Des abends Sylvia/ und fruͤh Aurora/ ſeyn?
So denck ich/ trifft es gleich nicht mit der warheit ein.
Ach Sylvia! du wirſt nicht ewig ſo verbleiben.
Der tod kan ſeine luſt mit blum und ſchoͤnheit treiben/
Und du moͤchſt endlich wohl im alter in dich gehn/
Ich aber weiß mir nicht die ſchmertzen auszuſtehn.
Schau! Bachus liebt den wein.
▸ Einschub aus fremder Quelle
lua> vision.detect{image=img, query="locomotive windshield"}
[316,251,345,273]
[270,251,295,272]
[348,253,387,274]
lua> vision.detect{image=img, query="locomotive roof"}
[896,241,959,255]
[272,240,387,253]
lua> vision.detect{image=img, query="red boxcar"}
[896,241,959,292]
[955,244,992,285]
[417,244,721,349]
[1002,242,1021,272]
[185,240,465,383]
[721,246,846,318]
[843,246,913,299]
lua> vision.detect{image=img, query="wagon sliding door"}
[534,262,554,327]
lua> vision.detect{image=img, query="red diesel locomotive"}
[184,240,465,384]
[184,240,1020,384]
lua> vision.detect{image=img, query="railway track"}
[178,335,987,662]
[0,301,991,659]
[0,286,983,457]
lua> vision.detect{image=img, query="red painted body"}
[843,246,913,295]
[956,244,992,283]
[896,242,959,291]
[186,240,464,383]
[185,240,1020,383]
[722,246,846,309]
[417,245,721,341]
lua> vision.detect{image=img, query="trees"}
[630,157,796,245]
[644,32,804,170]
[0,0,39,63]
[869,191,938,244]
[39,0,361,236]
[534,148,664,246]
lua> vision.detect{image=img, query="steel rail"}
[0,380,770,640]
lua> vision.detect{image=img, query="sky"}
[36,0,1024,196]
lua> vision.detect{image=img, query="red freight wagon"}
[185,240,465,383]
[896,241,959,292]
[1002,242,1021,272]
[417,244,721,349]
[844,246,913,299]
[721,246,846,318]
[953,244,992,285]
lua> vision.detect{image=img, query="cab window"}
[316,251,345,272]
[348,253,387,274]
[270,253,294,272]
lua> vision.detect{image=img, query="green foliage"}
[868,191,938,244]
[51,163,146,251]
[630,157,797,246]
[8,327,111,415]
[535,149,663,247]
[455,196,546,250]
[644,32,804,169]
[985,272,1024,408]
Weil Bachus wein wird lieben/
Soll ſich dein Thyrſis auch in ſteten flammen uͤben.
Je mehr du fuͤr ihm weichſt/ ie weiter folgt er nach.
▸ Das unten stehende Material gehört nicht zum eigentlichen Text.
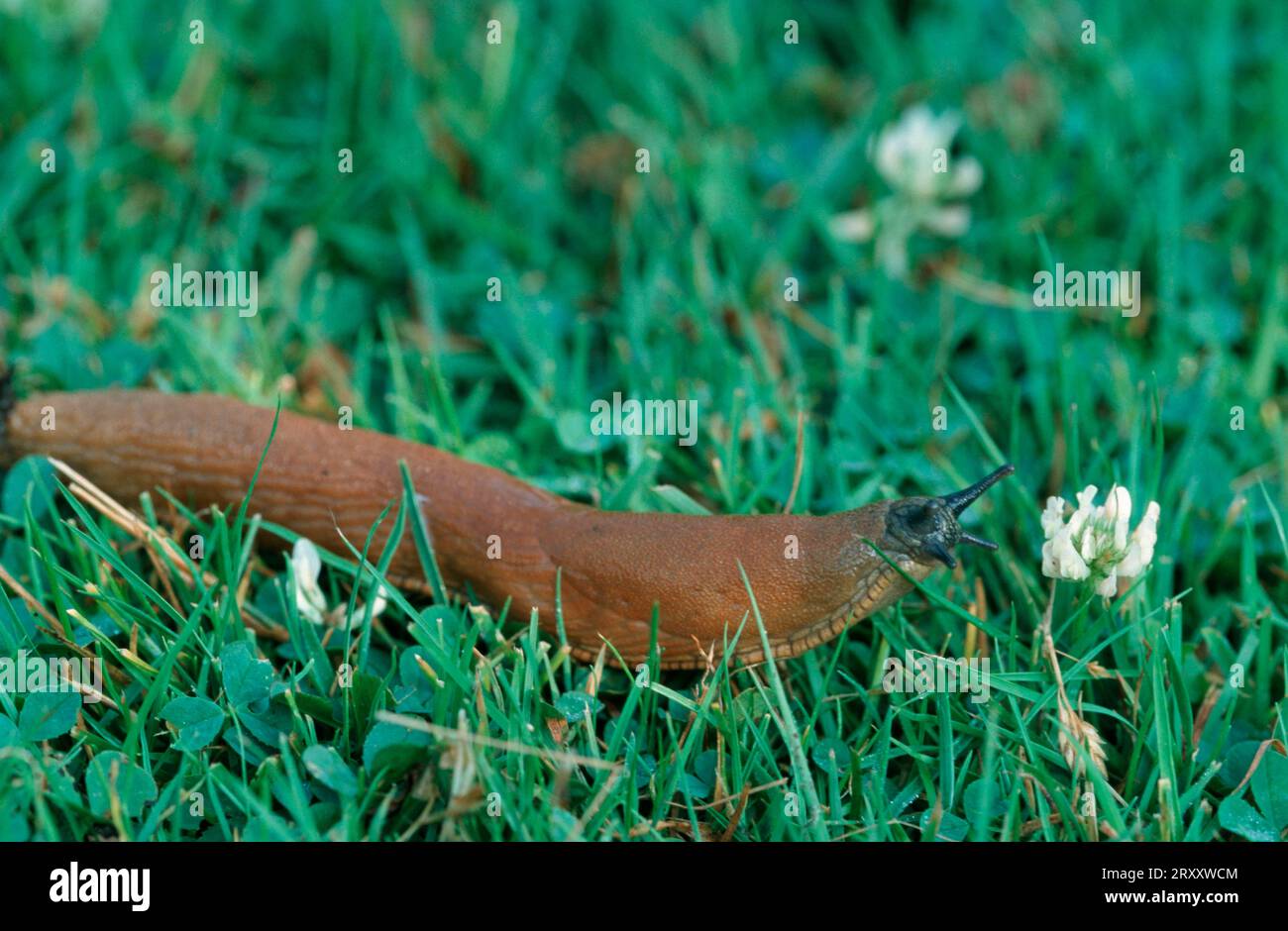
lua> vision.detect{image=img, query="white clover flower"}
[291,537,386,627]
[1042,485,1159,597]
[829,104,984,277]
Denn dir zu g’ringe ſeyn/ iſt weder ſchimpff noch ſchmach.
Ja ſolte gleich die zeit den ſpiegel dir verderben/
Und dein geſichte ſo wie deine jahre ſterben/
So ſoll mir/ ſchoͤnſte/ doch noch deiner roſen ſchein/
Und deiner glieder ſchnee ſtets fuͤr den augen ſeyn.
Ach ſtoltze Sylvia! Laß deinen zorn ſich wenden/
Ich will dir/ wo du wilſt/ auch wohl geſchencke ſenden.
Nicht etwa die der wald und unſer garten traͤgt;
Nicht die das reiffe feld uns in die ſcheuren legt;
Nein: Sondern einen putz mit puder uͤberſchlagen/
Wie in der ſtadt itzund die buͤrger toͤchter tragen/
Und einen bunten korb/ den neulich erſt Serran
Mit groſſer kunſt gemacht/ Serran/ der kluge mann.
Der hirten groͤſte luſt und zierrath unſers landes/
Der alle buͤrger ſo an gaben des verſtandes
Gleich wie die nachtigal die raben uͤbertrifft;
Der mich zu erſt gelehrt/ wer dieſe welt geſtifft/
Woher ihr roher teig und ihre forme kommen;
Wie ſtaͤdte ſich gemehrt und wieder abgenommen;
Was ſonn und monde ſey/ und wie ihr licht die welt
Durch ſeinen ſteten lauff in der bewegung haͤlt:
Der ſag ich/ alles mir/ nur dieſes nicht gezeiget/
Wie man/ o Sylvia! dein ſteinern hertze beuget.
Doch wo du hierdurch auch nicht zubewegen biſt;
So weiß ich aͤrmſter nicht was weiter uͤbrig iſt/
Als daß ich meinen rumpff an dieſen eichbaum hencke.
Vielleicht liebſtu mich todt/ weil ich dich lebend kraͤncke.
Schreib aber auff mein grab nur noch zu guter nacht:
Allhier hat Sylvia den Thyrſis umgebracht.